JERUSALEM (Mar. 2)
Israel is not expected to meet this week’s deadline for carrying out the first of three redeployments from rural areas of the West Bank.
Cabinet Secretary Danny Naveh said Sunday that “logistical delays” could result in the postponement of the Israel Defense Force redeployment.
Under the terms of the Hebron agreement signed in January, Israel is to carry out the first of those redeployments by the end of the first week in March. The final redeployment is scheduled to be completed by mid-1998.
The Cabinet was scheduled to discuss the scope of the pullback later this week.
Two Cabinet ministers from the immigrant-rights Yisrael Ba’Aliyah party, Natan Sharansky and Yuli Edelstein, said last Friday that they would not vote in favor of the first withdrawal unless they were told the full extent of all three redeployments.
Naveh would not say Sunday how long it would take to implement the redeployment once a government decision was made.
Nor would he elaborate on the redeployment’s estimated scope, saying only that it would be determined by security considerations and Jewish settlement concerns.
He dismissed reports that Israel had agreed to a larger troop withdrawal in the first phase — up to 10 percent of the West Bank — in exchange for a muted Palestinian response to Israel’s decision last week to build a new Jewish neighborhood in southeastern Jerusalem.
Palestinian and other Arab officials have condemned the decision to start construction at Har Homa as a violation of the peace process.

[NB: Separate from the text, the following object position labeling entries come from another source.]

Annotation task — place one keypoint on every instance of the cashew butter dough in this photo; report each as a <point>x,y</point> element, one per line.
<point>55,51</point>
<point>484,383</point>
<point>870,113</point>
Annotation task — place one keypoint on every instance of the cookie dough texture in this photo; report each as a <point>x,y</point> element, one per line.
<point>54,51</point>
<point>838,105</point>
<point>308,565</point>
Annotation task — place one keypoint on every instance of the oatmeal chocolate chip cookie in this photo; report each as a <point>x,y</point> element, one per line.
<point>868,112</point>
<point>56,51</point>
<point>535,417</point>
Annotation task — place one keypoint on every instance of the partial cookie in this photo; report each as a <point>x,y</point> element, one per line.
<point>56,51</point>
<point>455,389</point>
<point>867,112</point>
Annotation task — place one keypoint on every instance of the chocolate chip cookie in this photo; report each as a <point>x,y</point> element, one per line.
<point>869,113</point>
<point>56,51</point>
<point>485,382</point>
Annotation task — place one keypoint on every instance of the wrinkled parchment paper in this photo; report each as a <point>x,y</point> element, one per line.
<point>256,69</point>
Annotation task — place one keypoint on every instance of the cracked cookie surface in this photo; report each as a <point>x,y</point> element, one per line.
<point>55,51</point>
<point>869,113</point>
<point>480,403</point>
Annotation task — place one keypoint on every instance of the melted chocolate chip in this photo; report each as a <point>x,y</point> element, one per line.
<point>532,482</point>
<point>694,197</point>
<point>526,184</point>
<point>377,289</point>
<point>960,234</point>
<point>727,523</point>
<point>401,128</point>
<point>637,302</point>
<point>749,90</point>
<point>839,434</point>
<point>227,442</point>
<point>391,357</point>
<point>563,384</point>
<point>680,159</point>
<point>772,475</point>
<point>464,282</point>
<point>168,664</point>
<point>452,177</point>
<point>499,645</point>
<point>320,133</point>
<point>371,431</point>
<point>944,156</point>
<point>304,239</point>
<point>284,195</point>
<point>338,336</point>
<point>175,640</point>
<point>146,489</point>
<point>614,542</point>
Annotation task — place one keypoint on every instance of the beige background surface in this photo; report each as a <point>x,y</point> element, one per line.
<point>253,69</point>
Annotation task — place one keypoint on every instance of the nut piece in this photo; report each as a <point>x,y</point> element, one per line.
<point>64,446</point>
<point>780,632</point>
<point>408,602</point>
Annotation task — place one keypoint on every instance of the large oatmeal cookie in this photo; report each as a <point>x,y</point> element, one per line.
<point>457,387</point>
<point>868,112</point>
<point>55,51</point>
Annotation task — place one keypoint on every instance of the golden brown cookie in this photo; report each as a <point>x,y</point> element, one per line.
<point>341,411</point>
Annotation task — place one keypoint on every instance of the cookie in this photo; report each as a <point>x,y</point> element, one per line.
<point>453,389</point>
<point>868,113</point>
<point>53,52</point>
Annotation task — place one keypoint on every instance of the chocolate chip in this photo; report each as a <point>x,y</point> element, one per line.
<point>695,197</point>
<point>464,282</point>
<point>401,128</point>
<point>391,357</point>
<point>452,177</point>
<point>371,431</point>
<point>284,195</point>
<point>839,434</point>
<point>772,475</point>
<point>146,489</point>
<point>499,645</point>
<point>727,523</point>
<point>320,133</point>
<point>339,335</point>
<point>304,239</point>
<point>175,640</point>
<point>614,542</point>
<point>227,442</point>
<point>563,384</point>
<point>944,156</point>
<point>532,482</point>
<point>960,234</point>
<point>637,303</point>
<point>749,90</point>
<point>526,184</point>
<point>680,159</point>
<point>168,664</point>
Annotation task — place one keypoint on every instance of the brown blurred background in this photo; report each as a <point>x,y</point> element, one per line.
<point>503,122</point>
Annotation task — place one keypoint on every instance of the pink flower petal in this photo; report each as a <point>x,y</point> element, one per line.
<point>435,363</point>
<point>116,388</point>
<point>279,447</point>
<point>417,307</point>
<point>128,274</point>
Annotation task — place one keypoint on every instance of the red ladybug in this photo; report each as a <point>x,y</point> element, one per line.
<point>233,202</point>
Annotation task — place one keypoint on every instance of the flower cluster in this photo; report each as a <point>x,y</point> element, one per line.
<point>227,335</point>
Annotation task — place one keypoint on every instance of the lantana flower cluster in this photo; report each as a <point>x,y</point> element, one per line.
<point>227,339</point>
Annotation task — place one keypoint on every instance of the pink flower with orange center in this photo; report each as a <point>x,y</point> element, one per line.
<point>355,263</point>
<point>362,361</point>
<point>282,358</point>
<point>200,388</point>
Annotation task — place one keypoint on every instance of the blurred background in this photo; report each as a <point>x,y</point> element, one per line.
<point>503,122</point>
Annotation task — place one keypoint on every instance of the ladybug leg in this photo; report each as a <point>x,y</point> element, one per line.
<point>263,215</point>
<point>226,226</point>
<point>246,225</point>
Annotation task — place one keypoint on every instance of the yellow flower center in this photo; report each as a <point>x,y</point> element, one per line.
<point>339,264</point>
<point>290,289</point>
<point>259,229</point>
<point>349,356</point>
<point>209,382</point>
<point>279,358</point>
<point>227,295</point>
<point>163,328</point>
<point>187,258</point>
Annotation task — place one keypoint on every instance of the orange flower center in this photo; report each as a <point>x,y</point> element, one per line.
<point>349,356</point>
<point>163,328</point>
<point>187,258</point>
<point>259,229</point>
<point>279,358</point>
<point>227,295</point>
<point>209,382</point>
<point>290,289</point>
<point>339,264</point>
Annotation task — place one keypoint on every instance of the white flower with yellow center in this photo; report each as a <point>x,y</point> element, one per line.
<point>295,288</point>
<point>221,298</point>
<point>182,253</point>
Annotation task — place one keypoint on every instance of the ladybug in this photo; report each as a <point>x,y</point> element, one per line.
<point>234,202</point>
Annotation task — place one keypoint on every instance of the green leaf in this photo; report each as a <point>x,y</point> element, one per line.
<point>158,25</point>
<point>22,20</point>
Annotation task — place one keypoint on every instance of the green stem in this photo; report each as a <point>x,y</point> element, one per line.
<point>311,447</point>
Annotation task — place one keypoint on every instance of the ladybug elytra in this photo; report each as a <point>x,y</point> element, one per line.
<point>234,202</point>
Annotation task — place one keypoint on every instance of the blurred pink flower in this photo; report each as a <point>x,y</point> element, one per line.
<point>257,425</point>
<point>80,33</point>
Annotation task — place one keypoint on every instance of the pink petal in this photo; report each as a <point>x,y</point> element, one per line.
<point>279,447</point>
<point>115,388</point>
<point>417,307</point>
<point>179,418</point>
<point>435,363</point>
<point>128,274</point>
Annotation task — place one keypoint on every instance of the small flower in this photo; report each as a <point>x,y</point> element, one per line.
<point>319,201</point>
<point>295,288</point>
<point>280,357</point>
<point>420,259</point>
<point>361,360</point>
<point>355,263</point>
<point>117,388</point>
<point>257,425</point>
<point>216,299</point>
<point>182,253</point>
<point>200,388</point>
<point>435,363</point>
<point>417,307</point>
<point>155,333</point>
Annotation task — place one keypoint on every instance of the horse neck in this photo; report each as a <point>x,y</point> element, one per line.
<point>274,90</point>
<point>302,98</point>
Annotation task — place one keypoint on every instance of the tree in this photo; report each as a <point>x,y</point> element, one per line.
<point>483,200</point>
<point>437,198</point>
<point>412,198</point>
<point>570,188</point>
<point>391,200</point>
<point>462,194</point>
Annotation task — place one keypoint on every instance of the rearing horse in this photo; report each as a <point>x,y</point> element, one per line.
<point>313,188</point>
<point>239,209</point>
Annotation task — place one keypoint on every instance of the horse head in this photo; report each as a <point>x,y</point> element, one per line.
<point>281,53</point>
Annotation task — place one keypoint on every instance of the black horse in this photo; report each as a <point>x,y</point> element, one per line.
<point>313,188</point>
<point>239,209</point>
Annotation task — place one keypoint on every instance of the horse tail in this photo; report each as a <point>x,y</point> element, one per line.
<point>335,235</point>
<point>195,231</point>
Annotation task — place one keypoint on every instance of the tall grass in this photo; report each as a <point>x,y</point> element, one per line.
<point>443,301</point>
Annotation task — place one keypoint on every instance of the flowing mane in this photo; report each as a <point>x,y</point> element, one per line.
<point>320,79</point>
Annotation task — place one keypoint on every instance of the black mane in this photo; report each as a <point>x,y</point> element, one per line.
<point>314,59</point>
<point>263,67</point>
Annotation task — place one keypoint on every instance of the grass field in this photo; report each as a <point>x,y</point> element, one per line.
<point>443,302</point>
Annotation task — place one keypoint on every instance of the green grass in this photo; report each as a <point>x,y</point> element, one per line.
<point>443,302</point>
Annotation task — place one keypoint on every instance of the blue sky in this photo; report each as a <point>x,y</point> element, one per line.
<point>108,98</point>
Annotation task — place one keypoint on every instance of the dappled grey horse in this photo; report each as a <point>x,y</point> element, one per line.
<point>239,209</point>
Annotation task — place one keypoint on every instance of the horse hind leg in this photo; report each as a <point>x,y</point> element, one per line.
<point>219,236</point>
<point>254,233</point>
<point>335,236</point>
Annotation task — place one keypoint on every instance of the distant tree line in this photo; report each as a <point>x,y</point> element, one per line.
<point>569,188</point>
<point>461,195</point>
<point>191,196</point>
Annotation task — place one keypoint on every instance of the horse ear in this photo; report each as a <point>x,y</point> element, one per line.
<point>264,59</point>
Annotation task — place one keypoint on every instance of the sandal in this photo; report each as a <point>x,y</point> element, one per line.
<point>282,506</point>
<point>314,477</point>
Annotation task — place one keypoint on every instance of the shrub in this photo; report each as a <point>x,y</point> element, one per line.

At an urgent meeting over the weekend of Arab League members in Cairo, Palestinian Authority leader Yasser Arafat suggested that he might declare the establishment of a Palestinian state with Jerusalem as its capital in retaliation for the Israeli move.
Israeli Prime Minister Benjamin Netanyahu said Sunday that such declaration would bring the peace process to a halt.
American officials also have been critical of the Har Homa decision.
But they also criticized recent Palestinian warnings that a go-ahead for construction at Har Homa could lead to violence.
Despite the tensions, the Palestinian reaction to the Har Homa project was relatively restrained over the weekend in the West Bank and Gaza.
This stood in marked contrast to the violent riots that erupted in September after Israel opened a new entrance to an archaeological tunnel near Jerusalem’s Temple Mount. Fifteen Israelis and 61 Palestinians were killed during the three days of violence.